Com que língua? Abertura
de aldeias para letramento bilíngüe divide lideranças indígenas
s
xucurus do Ororubá, índios da serra pernambucana homônima,
perderam a língua nativa no percurso de quase 400 anos de contato com a
civilização branca. Alguns vocábulos foram resgatados, outros
estão sendo pesquisados, mas o idioma é considerado morto. E isso
nem parece importar aos cerca de 8.140 xucurus que reivindicam 27,5 mil hectares
de terras distribuídos entre o agreste e o sertão de Pernambuco.
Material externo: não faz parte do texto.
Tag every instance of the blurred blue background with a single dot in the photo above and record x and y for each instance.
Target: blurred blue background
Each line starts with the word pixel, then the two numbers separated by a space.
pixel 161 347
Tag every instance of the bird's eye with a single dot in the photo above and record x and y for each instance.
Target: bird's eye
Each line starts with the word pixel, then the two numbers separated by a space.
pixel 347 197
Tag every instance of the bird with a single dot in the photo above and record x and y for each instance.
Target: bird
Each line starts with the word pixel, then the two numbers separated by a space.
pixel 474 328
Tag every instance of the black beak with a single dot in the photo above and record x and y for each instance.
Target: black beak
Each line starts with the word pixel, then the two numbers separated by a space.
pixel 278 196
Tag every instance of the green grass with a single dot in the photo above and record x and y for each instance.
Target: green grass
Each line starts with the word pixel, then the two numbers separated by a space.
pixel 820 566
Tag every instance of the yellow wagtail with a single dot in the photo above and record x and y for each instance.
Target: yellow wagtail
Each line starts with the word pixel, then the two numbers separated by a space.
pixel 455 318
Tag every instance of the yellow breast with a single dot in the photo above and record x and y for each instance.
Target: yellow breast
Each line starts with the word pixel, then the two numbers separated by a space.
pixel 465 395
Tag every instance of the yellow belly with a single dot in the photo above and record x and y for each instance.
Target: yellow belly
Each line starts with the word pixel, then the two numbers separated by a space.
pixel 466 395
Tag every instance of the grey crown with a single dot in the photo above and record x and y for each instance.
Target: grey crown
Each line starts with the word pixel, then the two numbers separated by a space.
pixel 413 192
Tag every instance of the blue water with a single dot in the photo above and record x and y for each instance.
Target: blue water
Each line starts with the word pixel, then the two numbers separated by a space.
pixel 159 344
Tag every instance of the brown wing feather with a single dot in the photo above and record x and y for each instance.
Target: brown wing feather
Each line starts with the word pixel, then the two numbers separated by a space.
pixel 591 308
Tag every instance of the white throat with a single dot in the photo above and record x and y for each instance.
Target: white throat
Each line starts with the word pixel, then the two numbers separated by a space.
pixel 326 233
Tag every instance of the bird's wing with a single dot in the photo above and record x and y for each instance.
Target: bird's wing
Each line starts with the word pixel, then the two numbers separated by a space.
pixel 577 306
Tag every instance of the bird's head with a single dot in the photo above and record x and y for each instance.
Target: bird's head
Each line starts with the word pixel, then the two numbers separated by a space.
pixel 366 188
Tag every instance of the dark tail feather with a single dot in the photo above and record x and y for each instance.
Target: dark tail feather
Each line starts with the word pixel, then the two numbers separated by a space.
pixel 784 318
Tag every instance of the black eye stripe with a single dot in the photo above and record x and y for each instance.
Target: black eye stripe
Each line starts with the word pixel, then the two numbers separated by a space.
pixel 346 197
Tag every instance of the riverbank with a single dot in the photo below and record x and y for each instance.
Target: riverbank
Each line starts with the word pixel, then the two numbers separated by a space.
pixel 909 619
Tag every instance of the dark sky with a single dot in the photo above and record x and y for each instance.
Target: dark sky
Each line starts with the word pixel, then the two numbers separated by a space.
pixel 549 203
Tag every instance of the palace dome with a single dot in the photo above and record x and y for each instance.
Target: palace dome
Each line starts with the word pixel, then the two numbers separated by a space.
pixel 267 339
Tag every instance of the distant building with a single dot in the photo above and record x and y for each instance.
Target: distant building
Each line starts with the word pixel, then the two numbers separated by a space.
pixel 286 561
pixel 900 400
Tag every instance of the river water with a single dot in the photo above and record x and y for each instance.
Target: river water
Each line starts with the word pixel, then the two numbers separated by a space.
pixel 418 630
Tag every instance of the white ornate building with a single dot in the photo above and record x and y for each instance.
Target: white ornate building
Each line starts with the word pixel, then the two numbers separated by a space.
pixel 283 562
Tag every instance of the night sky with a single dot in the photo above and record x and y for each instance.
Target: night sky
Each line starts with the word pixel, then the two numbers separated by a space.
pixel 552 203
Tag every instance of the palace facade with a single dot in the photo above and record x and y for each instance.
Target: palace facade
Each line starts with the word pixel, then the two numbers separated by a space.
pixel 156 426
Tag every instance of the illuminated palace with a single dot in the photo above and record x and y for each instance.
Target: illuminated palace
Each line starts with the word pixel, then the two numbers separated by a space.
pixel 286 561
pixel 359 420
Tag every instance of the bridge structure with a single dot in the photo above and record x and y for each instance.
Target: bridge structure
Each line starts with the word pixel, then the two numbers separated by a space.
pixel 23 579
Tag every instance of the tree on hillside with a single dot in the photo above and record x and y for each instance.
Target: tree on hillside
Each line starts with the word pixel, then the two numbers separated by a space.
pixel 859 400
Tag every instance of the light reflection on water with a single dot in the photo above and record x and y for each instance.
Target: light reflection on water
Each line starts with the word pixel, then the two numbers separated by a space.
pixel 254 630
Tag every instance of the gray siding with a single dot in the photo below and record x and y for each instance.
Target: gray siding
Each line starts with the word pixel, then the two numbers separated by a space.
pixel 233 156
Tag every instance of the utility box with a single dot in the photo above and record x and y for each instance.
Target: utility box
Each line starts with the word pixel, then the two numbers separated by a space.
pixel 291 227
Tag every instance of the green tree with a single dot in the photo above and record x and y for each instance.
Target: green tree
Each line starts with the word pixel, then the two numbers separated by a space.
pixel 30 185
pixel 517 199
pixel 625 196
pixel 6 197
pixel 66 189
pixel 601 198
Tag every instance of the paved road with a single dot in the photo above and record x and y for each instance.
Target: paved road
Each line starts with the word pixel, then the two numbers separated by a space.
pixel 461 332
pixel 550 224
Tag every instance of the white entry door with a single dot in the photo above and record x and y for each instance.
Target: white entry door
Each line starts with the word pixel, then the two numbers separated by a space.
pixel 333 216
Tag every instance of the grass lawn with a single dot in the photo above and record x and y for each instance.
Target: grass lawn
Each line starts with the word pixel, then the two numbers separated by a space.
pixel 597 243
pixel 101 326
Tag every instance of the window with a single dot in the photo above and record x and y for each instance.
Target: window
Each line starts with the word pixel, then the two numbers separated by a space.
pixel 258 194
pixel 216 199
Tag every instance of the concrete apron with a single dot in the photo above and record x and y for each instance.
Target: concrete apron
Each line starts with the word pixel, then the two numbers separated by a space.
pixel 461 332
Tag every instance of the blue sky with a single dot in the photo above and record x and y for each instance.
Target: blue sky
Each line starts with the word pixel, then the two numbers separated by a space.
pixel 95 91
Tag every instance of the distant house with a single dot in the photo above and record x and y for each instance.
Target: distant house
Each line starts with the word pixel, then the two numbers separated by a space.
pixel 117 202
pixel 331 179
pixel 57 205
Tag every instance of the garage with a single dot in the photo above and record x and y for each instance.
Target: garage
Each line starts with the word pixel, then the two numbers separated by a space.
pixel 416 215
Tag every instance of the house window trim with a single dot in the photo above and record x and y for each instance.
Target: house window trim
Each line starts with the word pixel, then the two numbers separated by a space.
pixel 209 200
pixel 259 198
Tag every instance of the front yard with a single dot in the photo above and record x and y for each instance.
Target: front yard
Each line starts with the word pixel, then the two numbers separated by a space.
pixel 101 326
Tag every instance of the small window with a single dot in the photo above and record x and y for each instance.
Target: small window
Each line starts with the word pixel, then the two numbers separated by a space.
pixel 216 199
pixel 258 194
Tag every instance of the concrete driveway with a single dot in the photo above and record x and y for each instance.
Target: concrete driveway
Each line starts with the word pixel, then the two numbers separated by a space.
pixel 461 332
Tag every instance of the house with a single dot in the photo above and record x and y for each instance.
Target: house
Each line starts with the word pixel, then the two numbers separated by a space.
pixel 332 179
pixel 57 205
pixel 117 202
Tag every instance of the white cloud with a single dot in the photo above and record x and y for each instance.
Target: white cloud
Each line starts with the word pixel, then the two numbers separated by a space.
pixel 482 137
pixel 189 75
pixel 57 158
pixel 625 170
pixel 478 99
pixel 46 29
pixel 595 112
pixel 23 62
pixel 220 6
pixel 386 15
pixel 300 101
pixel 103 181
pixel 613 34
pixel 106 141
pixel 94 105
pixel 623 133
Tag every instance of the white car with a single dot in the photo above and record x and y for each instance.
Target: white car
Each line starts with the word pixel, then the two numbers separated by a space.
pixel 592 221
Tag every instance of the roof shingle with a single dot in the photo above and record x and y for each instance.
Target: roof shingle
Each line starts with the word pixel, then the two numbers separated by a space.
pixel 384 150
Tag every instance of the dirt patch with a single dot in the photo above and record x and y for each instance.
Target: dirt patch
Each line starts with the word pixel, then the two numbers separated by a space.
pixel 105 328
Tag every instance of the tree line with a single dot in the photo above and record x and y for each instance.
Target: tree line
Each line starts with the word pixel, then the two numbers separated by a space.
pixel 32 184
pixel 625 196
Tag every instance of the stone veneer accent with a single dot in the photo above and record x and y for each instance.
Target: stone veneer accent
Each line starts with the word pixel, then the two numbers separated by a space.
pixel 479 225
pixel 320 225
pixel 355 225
O fortalecimento da tradição e a manutenção
de nosso povo, neste momento, é muito mais importante que recuperar a língua,
defende José Agnaldo Xucuru, 32 anos, da Organização dos
Professores Indígenas de Pernambuco (Opip). O
povo de Agnaldo, relatado desde os idos de 1640, foi uma exceção
no IV Encontro sobre Leitura e Escrita em Sociedades Indígenas no 13o Cole.
Terenas de Mato Grosso do Sul, guaranis do Litoral de São Paulo, caingangues,
do Rio Grande do Sul, ashaninkas, do Acre, e mundurucus, do Pará, passaram
dois dias no auditório da Faculdade de Educação da Unicamp
discutindo um projeto político-pedagógico para os seus povos. Os
índios concluíram que cada povo, de acordo com suas peculiaridades,
deve ter uma política pedagógica específica, mas que podem
traçar planos comuns em busca de autonomia. A
abertura das aldeias para o letramento bilingüe é visto com reservas.
Se os guaranis, terenas, caingangues e mundurucus adotaram o duplo idioma nas
salas de aula, o representante ashaninka, Izaac da Silva Pinhano, da Organização
dos Professores Indígenas do Acre, manifestou dúvida. A educação
bilingüe pode ser boa para uns e ruim para outros. É difícil
para um ianomami, por exemplo, entender o que é ser bilingüe. Não
é sabendo ler e escrever que a gente pode se defender, discutir de igual
para igual. Cada um conhecendo sua realidade, mostrando um para outro o seu valor,
a partir daí a gente vai ter autonomia, argumenta Izaac, que veio
do distante Vale do Juruá, na divisa do Acre com o Peru, onde vive a maior
parte de seu povo. Mas
Izaac não reflete o pensamento da maioria. O professor Daniel Mundurucu,
pós-graduado em antropologia pela USP, defende a incorporação
de elementos da sociedade envolvente para sobrevivermos. Autor de dois livros
sobre a temática, Daniel é integrante do Ideti (Instituto de Desenvolvimento
das Tradições Indígenas), uma ONG composta por índios
letrados com sede em São Paulo. Segundo
ele, 60% dos mais de 9 mil mundurucus espalhados por 90 aldeias do interior do
Pará, falam só a língua mãe. Os demais são
bilíngüe, com uma pequena parte que só fala o português.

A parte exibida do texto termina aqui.